Honda, Toyota y Nissan trabajan para tener a punto sus modelos. El Ministerio de Transporte de Japón ya contempla un plan para acondicionar las autopistas.

Poner en marcha el coche autónomo es una lucha que está empezando a tener tintes de carrera espacial, a ver quién es el primero que se lleva el gato al agua. Mientras unos lo hacen de forma independiente, como Tesla, otros parece que forman corporaciones de entidad supranacional para frenar los ‘ataques’ comerciales de sus principales rivales.

Es el caso de las marcas japonesas, que ahora con el Salón de Tokio a la vuelta de la esquina se prepararan para dar a conocer con más detalle sus avances en esta materia de cara a los próximos años. Honda, tal y como se ha publicado en el diario Nikkei, ha sido la última en anunciar un conjunto de tecnologías que denominan Sensing, que se apoyan en funciones como la frenada automática o los sistemas anticolisión, mejoradas respecto a las que operan en la actualidad, con un amplio recorrido gracias a la utilización en conjunto de cámaras, radares y otros sistemas.

Tanto como para que afirmen que en 2020 sus coches autónomos funcionarán a pleno rendimiento por las autopistas de Japón (siempre con conductor ‘de seguridad’ en el interior). Exactamente lo mismo que Toyota y Nissan. Esta última incluso va un paso más allá y prevé que sus modelos sean capaces de conducir de forma autónoma por carreteras secundarias.
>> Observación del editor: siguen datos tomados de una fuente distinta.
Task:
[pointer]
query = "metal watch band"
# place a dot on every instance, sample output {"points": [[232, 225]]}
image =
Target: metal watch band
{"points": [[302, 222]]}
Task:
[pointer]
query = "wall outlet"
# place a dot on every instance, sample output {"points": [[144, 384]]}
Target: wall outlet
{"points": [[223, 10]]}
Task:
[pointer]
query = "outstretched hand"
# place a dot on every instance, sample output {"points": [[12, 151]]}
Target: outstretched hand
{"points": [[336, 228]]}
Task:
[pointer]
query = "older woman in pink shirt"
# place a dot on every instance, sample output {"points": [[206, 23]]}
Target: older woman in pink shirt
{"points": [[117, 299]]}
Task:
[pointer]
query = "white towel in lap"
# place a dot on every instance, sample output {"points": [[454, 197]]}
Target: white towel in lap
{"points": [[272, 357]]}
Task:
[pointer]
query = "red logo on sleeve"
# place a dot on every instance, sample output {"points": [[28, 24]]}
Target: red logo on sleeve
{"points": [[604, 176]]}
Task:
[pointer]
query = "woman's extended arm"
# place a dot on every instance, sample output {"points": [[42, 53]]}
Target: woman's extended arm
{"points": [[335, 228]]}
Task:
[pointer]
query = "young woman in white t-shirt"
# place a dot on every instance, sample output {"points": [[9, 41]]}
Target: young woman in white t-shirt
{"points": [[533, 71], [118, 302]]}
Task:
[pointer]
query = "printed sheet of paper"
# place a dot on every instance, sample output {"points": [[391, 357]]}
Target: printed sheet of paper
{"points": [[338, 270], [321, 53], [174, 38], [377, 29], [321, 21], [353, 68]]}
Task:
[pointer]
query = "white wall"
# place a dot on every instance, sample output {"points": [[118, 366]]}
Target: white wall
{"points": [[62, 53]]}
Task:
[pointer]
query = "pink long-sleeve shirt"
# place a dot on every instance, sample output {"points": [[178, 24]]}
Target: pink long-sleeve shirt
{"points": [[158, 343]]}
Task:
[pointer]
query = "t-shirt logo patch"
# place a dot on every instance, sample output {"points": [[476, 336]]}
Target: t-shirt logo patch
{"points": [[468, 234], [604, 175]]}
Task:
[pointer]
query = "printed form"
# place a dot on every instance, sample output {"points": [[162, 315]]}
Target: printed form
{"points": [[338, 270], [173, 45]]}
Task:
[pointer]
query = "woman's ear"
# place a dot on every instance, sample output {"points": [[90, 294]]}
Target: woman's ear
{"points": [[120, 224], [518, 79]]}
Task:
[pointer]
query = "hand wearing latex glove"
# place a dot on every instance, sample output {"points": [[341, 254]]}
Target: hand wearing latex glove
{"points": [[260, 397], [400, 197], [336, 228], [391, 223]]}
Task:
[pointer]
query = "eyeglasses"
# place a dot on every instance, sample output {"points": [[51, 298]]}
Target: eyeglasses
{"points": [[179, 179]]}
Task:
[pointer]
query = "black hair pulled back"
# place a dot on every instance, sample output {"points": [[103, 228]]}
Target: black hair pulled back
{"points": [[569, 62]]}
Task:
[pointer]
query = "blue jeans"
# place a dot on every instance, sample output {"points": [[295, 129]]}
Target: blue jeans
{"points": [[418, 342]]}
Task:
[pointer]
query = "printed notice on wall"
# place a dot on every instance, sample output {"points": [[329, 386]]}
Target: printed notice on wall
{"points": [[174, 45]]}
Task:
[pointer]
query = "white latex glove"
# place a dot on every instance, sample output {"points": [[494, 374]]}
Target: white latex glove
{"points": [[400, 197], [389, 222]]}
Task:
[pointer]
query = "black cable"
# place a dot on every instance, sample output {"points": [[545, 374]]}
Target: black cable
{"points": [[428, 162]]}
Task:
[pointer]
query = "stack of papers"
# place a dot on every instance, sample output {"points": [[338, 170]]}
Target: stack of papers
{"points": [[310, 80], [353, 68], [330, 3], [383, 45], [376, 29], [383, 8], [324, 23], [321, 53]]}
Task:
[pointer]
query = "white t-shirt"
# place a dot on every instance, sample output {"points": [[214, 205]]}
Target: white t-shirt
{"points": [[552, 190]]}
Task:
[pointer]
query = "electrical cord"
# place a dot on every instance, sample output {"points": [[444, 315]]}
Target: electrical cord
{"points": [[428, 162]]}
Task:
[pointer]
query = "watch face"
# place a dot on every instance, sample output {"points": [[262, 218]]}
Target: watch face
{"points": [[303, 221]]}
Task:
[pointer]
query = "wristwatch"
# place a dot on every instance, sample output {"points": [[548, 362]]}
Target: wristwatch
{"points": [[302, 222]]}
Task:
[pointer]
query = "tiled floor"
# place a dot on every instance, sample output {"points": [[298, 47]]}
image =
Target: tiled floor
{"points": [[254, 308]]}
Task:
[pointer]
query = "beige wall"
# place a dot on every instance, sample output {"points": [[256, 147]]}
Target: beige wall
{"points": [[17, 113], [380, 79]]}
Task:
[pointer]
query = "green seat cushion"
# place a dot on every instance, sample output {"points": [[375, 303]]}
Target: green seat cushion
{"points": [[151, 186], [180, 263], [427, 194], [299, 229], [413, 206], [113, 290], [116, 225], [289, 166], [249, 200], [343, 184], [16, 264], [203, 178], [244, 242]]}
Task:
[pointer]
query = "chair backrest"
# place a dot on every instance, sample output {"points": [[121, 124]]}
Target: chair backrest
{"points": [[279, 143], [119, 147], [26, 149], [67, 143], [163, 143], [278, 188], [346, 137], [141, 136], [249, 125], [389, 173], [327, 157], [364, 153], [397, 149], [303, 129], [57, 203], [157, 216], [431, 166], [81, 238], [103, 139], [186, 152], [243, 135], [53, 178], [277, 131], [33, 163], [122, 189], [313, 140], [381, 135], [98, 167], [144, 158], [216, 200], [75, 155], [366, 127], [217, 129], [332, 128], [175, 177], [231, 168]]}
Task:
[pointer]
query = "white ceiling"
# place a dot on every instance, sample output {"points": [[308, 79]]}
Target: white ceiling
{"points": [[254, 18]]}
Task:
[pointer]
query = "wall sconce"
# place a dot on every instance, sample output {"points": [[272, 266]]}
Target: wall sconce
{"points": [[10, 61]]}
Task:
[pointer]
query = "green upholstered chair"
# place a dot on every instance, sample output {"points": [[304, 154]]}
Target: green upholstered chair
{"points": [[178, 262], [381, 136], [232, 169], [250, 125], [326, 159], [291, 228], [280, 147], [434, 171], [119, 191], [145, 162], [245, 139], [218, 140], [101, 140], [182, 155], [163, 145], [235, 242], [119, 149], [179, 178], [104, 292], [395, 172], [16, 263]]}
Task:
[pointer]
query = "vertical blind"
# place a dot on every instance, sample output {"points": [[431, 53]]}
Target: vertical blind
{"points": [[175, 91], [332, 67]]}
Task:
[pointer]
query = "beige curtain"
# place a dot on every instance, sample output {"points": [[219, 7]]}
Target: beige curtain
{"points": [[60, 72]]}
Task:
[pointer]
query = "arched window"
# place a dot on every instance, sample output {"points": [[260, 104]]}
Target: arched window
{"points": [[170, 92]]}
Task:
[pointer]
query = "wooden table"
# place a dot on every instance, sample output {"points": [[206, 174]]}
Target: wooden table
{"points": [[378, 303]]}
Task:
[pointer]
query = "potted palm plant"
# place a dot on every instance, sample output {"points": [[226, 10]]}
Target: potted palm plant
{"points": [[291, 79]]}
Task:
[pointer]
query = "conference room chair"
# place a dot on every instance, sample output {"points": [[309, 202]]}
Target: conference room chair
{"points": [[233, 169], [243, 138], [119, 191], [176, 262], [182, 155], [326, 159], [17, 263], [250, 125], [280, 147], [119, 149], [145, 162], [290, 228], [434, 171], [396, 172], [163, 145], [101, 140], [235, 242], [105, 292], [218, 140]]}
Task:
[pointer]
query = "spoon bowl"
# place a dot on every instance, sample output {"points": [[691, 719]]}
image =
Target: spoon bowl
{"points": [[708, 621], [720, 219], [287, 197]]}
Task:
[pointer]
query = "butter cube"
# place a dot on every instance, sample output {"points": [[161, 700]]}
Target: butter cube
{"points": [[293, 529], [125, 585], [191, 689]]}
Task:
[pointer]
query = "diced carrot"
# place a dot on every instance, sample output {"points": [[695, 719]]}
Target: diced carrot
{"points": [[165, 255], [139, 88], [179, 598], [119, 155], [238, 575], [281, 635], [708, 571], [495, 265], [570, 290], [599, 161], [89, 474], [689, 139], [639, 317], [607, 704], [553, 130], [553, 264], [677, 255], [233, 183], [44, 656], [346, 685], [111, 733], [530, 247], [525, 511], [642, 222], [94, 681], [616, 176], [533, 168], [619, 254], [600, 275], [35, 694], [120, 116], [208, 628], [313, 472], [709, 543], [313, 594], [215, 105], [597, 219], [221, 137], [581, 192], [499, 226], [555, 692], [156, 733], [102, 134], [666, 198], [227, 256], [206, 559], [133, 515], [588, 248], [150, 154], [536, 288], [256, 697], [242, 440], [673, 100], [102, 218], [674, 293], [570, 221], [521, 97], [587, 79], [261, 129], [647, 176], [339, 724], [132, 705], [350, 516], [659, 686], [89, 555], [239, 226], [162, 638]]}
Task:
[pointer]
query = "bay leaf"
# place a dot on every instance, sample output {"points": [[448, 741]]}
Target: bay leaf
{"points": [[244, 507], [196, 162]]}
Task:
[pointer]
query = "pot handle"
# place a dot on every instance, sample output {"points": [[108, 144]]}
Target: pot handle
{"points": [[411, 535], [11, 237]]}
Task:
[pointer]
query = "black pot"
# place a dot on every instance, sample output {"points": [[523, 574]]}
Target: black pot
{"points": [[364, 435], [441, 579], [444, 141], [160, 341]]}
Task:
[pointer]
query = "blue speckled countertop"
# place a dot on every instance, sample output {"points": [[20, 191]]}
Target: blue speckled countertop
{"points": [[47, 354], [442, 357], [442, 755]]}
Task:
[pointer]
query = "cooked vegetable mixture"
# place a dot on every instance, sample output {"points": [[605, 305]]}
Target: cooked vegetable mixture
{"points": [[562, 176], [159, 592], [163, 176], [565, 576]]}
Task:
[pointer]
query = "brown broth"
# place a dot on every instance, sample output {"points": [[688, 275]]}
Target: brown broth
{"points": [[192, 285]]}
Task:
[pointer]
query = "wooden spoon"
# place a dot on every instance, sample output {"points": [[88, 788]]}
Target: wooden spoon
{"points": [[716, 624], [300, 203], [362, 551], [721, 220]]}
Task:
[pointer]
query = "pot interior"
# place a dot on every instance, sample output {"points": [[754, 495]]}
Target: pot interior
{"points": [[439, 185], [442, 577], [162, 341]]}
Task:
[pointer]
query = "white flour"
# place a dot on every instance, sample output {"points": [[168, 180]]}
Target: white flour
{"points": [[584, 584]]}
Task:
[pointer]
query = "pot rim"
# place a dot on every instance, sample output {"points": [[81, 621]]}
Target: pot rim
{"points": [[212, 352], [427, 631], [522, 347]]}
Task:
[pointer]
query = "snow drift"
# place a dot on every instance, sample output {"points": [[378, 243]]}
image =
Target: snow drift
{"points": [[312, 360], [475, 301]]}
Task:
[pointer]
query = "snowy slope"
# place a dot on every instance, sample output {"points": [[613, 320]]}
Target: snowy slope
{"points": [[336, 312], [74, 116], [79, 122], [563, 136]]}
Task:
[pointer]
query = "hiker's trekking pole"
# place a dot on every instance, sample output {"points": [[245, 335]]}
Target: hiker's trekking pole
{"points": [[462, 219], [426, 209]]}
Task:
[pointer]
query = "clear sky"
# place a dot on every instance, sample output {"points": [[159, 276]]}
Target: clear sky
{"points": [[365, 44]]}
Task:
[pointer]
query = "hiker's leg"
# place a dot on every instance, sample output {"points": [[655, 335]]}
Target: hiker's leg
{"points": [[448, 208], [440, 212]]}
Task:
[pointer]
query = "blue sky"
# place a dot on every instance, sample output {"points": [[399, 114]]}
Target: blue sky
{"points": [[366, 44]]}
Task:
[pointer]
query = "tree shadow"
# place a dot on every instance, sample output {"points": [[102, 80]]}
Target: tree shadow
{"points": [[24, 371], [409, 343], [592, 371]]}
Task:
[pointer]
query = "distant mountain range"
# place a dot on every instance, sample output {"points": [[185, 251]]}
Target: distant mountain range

La fecha no es casual; coincide con las Olimpiadas de Tokio, un momento en el que el país será el centro de todas las miradas y recibirá muchas visitas del extranjero.

Previamente, y para que esto suceda, el Ministerio de Transporte de Japón ya está contemplando un plan de acondicionamiento de las autopistas para que el coche autónomo pueda circular con seguridad la próxima década.

Mientras, como contrapartida, General Motors desarrolla en Estados Unidos la conducción automatizada con un techo más cercano de lanzamiento, previsto para 2017. Y Google o Tesla, como decíamos al principio, hacen lo propio con ensayos que de alguna manera ya están en marcha hoy en día. Otro tema es que la infraestructura, la inversión o los aspectos legales que se necesitan para que el coche autónomo pueda circular, se desarrollen de forma paralela a los avances en la industria automovilística.